If you rotated the circle back to its original position, the circle you would find it, however, would look like the one we use in the real world. This is so because we understand a circle as a solid sphere that has no sharp ends or an angled radius. However, imagine we had come up with a special circle that was similar to the solid sphere we know in real life and with no flat end or an angled radius.

You can also think of the new circle as just a body with only one end. Imagine that you and I look at a body that looks just like the real world circle. We think that is exactly the same shape of the sphere we would see on a piece of paper, but our perception is totally different. We just don’t see a center point and we don’t recognize it.

Hyperbolic stretching is the exact same idea of rotating a circle so that it looks like a hyperbolic sphere. This is the same idea as simply letting the floor of a room to get the surface of a sphere. How does it all work?

The way we draw a sphere is by drawing it in an orthographic projection and normalizing it. For Hyperbolic Stretching, the centers of the spheres would lie anywhere on the circle. Just like any sphere, this new circle would have a center point where it would be equal to the center of the sphere it would be taken from.

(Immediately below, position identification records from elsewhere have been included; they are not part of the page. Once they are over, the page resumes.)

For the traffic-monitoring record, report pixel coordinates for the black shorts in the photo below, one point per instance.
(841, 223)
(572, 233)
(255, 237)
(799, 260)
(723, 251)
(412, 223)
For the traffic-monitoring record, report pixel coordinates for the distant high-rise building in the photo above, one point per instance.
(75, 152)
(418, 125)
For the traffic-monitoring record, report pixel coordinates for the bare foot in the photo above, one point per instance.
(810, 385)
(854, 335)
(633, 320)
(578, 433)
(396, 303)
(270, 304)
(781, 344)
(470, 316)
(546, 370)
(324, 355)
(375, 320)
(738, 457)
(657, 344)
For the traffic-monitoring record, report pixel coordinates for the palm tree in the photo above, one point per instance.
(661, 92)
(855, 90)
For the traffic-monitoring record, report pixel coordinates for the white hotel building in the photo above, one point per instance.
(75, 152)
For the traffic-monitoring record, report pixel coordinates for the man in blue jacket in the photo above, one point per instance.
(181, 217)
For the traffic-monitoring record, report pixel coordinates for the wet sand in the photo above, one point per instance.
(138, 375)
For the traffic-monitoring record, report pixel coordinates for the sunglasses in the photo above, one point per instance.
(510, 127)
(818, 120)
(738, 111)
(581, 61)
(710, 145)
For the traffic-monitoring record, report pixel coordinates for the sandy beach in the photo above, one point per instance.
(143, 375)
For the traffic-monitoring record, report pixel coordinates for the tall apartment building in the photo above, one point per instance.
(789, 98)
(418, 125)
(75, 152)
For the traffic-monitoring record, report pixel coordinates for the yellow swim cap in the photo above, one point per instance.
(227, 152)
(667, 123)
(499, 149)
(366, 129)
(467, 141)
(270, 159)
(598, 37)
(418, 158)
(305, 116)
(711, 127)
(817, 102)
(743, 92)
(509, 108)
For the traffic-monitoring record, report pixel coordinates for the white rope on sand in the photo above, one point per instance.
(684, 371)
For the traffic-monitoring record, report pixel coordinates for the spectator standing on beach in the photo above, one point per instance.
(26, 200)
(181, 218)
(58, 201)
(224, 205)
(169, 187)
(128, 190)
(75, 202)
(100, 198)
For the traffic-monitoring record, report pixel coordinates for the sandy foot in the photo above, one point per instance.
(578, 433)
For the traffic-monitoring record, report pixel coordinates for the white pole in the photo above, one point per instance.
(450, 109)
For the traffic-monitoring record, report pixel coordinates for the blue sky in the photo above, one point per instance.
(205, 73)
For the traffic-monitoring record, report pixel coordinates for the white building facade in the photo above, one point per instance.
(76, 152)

We can easily determine this by the fact that we can turn our “planar” circles into larger area of a more uniform size. If we drew a small circle of the same diameter as the two previously mentioned circles on a flat piece of paper, it would be perfect as a circle.

However, if we use two circles that are more similar in shape to one another, we will end up with circles that have both smaller and larger diameter than the first. This is how hyperbolic stretching works.

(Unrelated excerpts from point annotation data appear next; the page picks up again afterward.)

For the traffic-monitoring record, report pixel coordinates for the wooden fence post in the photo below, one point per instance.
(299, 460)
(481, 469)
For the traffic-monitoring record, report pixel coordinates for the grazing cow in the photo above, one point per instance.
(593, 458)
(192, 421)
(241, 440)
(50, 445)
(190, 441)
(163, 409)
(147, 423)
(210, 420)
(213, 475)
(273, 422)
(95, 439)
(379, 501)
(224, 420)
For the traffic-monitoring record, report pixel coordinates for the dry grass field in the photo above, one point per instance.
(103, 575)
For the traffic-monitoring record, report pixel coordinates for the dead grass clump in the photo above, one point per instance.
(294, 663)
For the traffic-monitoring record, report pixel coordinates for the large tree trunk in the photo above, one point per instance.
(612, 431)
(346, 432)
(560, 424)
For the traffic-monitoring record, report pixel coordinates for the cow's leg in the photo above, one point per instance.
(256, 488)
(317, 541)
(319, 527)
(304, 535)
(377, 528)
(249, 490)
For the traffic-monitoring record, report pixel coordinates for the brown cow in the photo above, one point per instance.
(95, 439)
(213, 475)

Hyperbolic stretching is actually very similar to stretching our fingers. For example, think of it like our fingers are a curved stick that we can keep hanging and stretched.

If we make a fist, hold it up and imagine that it is stretched like a sphere, we get something similar to a baseball bat, except that the hands can now hang from the wrist like a baseball glove. Using this idea, stretching a child’s finger is the same as stretching a football stick.

The same thing can be done to a person. Imagine that you are stretched out like a beach ball and imagine the last few inches stretched out. Using this same principle, stretching the person can be done like stretching a baseball ball.

If you look at the hyperbolic shape closely, you will find that it actually contains two smaller circles. Just like that person you held up by your hand could hold you up with two different hand positions, stretching a small circle would not only stretch a small circle, but two smaller circles would be forming. Hyperbolic stretching is the perfect way to stretch out a person.